Pick one of the pivot charts, then select PivotChart Analyze > Insert Slicer to add a slicer. The fields that can be used to filter the data are listed in a window that appears. Both the continent and the product category must be selected. Now, our dashboard has two slicers.
By default, the slicers we made are only linked to the chart we used to make them initially. Select a slicer, use the right-click menu to select “Report Connections,” and then check the other 3 pivot tables to connect each slicer to the other pivot charts as well.
Format the dashboard
Now that we have all the components for our dashboard, all that is left to do is format it properly and clean it up.

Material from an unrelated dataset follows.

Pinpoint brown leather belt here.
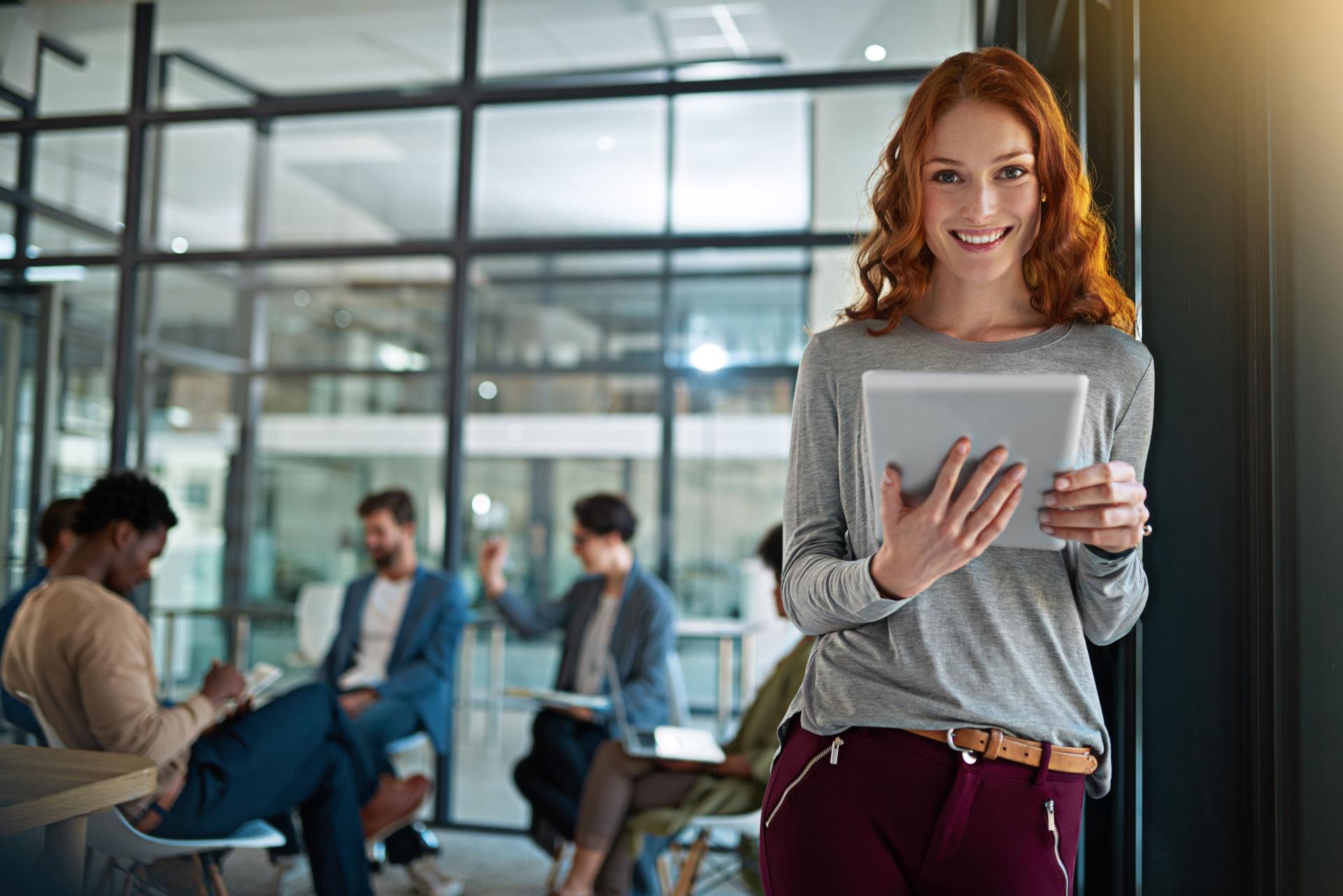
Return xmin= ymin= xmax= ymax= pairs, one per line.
xmin=132 ymin=775 xmax=187 ymax=834
xmin=905 ymin=728 xmax=1099 ymax=775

This includes the following:
Stop the pivot tables from automatically resizing the columns: The columns of our dashboard will alter every time a slicer filter is updated because pivot tables by default automatically adapt the width of columns when the data is refreshed. Select a pivot table, then use the right-click menu to deselect the “Autofit column widths on update” checkbox.
Make the chart’s axes so that values are displayed in millions: Change the Display Units setting to millions after selecting the axis values, right-clicking, and choosing “Format Axis”.
Align and space charts and slicers: The standard Excel alignment tools can be used to do this.
The final words
If you work with data, you’ll need to be familiar with Excel and SQL. Both software is considered industry standards for data analysis, even though various data entry services, organizations, and team members may choose one over the other. Excel is helpful for rapid data visualizations and summaries, but SQL is required for handling massive amounts of data, maintaining databases, and making the most of relational databases. That’s why it is recommended to use both while analyzing the data.